25 september 2011

Dagboek 1942-1945, Nederland - Hongarije (4)

Hoofdstuk 4 - Razzia's

Ik keerde terug in onze woning. De laatste tijd woonden alleen nog mijn vader en ik daar, maar nu was ook hij ondergedoken in een ander gedeelte van de stad, omdat het in de omgeving bekend was geworden dat zijn familie Joods was. Ik liep de woning binnen en hoorde vreemde stemmen in de voorkamer. Ik zag de buurman, een altijd goed gehumeurde man, samen met zijn aangenomen zoon van ongeveer dertig, beide Joden, luisterend naar de Hongaarse uitzending van de Engelse radio. „Oh, er stond een raam aan de galerij op een kier en we zijn snel naar binnen geklommen, want er was weer een razzia.“, verduidelijkten ze. Dankzij de aanduiding boven onze voordeur waren ze hier veilig. Mijn buurman voorzag in die tijd in zijn levensonderhoud door eten te koken voor de andere bewoners, dat ze dan kwamen halen in opgestapelde pannetjes. Mij lokte hij altijd als ik langs kwam door heerlijke taarten te maken en uit te stallen op zijn brede vensterbank.
Bij een volgende razzia in het gebouw is hij helaas niet ontkomen. Het blokhoofd, ene meneer Kovács, een katholiek die aan de andere kant van de galerij woonde, was er te vlug bij. Hij liep voor de Pijlkruisers uit om de woningen aan te wijzen waar Joden woonden. Zij werden op de binnenplaats bijeengedreven, terwijl andere Pijlkruisers zich buiten de poort in twee rijen tegenover elkaar opstelden. Een angstig vermoeden kwam in mij op. Ik hing uit het raam van de voorkamer om beter te kunnen zien. Mijn vermoeden bleek juist. De Joden werden naar buiten gejaagd en moesten spitsroeden lopen tussen de 'helden' die erop los sloegen met koppelriemen, revolvers en wapenstokken, ook op de vrouwen.

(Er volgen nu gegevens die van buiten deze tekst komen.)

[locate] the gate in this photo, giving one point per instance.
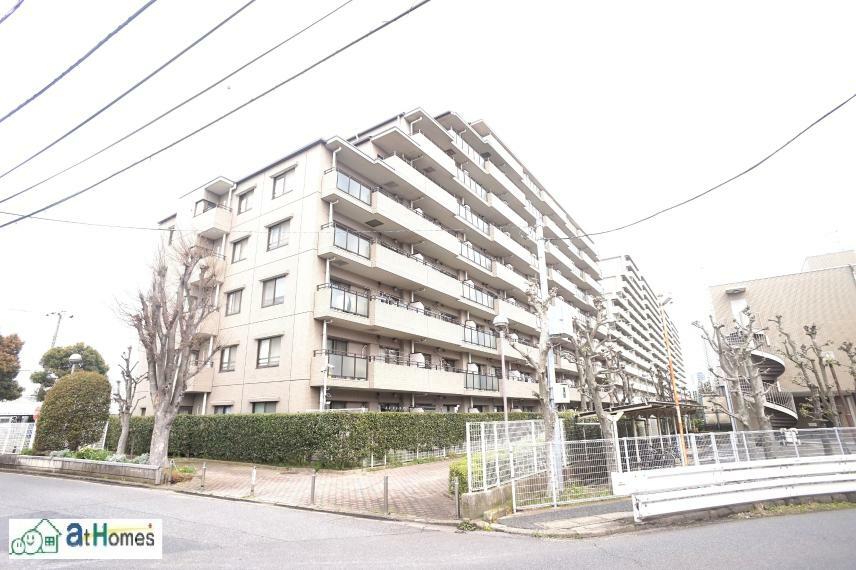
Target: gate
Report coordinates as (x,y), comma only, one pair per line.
(16,436)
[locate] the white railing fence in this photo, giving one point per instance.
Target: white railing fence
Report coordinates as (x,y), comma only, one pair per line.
(547,474)
(16,436)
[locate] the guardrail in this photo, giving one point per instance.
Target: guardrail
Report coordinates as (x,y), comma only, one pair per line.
(669,491)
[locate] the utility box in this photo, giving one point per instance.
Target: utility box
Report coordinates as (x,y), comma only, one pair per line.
(561,393)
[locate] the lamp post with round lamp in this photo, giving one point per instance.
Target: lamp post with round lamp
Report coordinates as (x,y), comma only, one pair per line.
(500,323)
(75,360)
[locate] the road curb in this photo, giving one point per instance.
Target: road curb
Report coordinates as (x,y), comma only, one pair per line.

Van boven zag ik het hoofd van mijn buurman dat niet meer kaal was, maar een rode massa van bloed. Zijn aangenomen zoon had geluk dat hij niet thuis was tijdens de razzia, en is toen bijtijds ondergedoken in het topje van een kerk bij een bevriende pastoor.
In september stond ik voor de poort te praten met een bekende, toen er plotseling twee jonge soldaten op mij afkwamen met het geweerbajonet op mij gericht. „Waarom ben jij niet in het leger?!“ Kennelijk waren zij jaloers, want iedereen van zestien tot zestig jaar was verplicht om het leger bij te treden, en toevallig was ik zestien jaar. „Ik ben Hollander, geen Hongaar.“, antwoordde ik, hoewel ik eigenlijk de Hongaarse nationaliteit van mijn vader bezat. Gelukkig accepteerden ze deze uitleg zonder verdere vragen. Liever dan in het Hongaarse leger te vechten, had ik met de Russen tegen de nazi's gevochten; vele Hongaarse Joden die ontsnapt waren sloten zich aan bij de Russen en werden daar met open armen ontvangen.
Voordat het Getto bij ons in de buurt dichtgetimmerd en afgesloten werd, ben ik er uitgebreid doorheen gelopen. Ik werd aangeroepen door een vrouw die bij ons in de school als schoonmaakster had gewerkt. Ze was zeer benieuwd naar de ontwikkelingen buiten het Getto en vroeg of ik nog bekenden van haar had gezien. Ik bracht haar zo goed mogelijk op de hoogte.

Wordt vervolgd.

7 opmerkingen:

  1. Het is dat er zo'n trieste aanleiding ten grondslag heeft gelegen aan deze woorden, maar het leest als een spannend jongensboek...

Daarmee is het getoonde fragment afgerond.